De-coupling Dependencies through Inversion
2024-04-19 , Auditorium

At Skyscanner we have a large iOS codebase that has been evolving for over 10 years. Until recently, the dependencies between modules stopped us from compiling any single module independently. With compilation times growing to 8-10 minutes per build, this was becoming a serious toil for our engineers and a new approach to our module architecture was desperately needed.

This talk describes how the Skyscanner iOS team is using dependency inversion to break apart our dependency tree, decoupling features and enabling us to build each module independently. This reduces toil for common development tasks and is allowing us to make cost savings on our CI.

The techniques described here enable any codebase to scale both the amount of code and the team size while keeping compilation times small. Projects of any size can benefit from decoupling features in this way, as using dependency inversion allows flexibility to change implementations without the need to change code in higher level parts of the project and embraces composition as the primary mechanism to extend functionality.
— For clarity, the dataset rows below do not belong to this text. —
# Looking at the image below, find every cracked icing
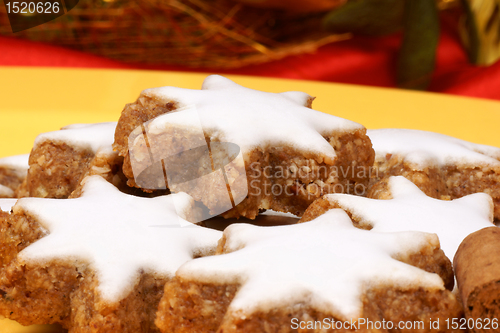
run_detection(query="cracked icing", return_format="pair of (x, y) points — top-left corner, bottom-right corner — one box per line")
(367, 129), (500, 168)
(177, 209), (444, 319)
(14, 176), (221, 302)
(143, 75), (363, 163)
(34, 122), (116, 153)
(324, 176), (494, 261)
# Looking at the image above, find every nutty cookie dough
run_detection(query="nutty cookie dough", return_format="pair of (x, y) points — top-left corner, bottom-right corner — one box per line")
(368, 129), (500, 219)
(156, 209), (462, 333)
(0, 176), (221, 333)
(113, 75), (374, 218)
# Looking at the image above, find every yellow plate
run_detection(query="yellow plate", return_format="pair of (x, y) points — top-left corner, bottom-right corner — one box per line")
(0, 67), (500, 157)
(0, 67), (500, 333)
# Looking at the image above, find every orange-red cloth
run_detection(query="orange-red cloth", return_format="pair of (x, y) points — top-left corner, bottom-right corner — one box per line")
(0, 12), (500, 100)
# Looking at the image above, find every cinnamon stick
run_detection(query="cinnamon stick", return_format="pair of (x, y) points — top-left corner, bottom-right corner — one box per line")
(453, 227), (500, 332)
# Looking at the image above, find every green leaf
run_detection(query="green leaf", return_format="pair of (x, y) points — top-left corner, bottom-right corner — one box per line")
(323, 0), (405, 36)
(397, 0), (439, 90)
(460, 0), (500, 65)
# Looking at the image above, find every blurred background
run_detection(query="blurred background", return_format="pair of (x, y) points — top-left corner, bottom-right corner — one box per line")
(0, 0), (500, 100)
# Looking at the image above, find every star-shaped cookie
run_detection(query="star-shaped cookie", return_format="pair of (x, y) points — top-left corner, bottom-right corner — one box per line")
(0, 176), (221, 332)
(173, 209), (444, 320)
(125, 75), (363, 163)
(113, 75), (374, 218)
(305, 176), (493, 261)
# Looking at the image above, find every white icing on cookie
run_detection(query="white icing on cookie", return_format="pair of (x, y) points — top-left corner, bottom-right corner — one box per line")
(34, 122), (116, 153)
(325, 176), (494, 262)
(0, 154), (30, 177)
(367, 129), (500, 168)
(14, 176), (221, 302)
(142, 75), (363, 161)
(177, 209), (444, 320)
(0, 184), (14, 198)
(0, 199), (17, 212)
(259, 209), (300, 219)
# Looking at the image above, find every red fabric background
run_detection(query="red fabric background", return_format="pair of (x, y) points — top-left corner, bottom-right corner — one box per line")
(0, 11), (500, 100)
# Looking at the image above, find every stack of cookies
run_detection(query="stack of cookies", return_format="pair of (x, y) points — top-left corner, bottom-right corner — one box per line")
(0, 75), (500, 333)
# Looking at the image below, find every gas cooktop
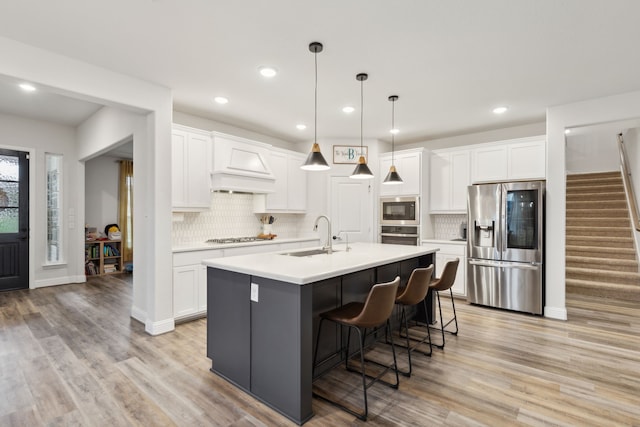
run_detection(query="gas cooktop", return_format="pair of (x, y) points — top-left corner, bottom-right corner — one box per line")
(205, 236), (265, 244)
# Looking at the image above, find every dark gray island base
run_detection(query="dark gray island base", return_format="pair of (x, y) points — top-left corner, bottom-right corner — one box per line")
(205, 247), (434, 424)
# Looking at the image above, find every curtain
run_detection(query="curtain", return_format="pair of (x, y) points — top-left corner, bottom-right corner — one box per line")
(118, 160), (133, 262)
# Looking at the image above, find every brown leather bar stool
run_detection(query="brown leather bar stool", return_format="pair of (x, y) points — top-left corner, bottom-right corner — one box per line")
(313, 277), (400, 421)
(429, 258), (460, 348)
(396, 264), (433, 377)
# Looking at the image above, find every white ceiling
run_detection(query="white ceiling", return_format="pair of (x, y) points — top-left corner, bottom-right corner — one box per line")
(0, 0), (640, 144)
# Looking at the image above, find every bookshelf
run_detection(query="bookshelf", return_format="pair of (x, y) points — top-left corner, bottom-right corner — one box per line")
(84, 240), (124, 276)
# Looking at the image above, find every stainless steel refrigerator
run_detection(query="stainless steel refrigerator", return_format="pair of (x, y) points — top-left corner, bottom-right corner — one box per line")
(467, 181), (545, 314)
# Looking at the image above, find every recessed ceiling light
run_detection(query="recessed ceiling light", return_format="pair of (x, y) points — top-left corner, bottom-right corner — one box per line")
(19, 83), (36, 92)
(260, 67), (278, 77)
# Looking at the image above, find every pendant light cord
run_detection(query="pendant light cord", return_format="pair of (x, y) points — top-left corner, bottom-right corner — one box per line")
(313, 52), (318, 143)
(391, 99), (396, 166)
(360, 79), (364, 156)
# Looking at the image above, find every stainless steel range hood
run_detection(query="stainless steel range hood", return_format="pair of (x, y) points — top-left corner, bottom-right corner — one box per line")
(211, 132), (275, 193)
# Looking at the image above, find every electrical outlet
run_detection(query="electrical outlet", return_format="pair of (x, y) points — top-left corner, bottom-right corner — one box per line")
(251, 283), (258, 302)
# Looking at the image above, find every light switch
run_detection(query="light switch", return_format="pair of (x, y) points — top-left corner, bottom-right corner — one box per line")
(251, 283), (258, 302)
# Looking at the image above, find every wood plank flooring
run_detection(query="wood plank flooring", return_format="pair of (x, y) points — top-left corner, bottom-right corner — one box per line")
(0, 275), (640, 427)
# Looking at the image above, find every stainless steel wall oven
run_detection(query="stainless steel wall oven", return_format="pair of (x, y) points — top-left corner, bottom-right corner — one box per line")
(380, 225), (420, 246)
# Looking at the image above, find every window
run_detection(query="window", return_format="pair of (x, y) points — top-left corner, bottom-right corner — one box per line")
(45, 153), (63, 264)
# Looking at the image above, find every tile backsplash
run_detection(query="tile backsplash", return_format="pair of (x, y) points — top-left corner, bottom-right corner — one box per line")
(433, 214), (467, 240)
(171, 192), (306, 245)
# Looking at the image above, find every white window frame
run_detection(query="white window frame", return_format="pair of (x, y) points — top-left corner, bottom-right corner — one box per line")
(45, 153), (66, 265)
Michael has worked as an iOS developer in a broad range of tech companies with over 10 years of iOS development experience. His first senior role was for the music streaming company Omnifone where Michael worked on the music streaming app ‘Rara’ before this product was acquired by Apple. He then moved to The Telegraph Media Group as an iOS team lead working with developers from across Europe to build The Telegraph’s suite of mobile applications. In his current role at Skyscanner Michael has become a mobile expert for Skyscanner’s identity platform, helping to architect their password-less identity solution, and building an OAuth based approach for the secure transfer of both anonymous and authenticated traveller’s identities.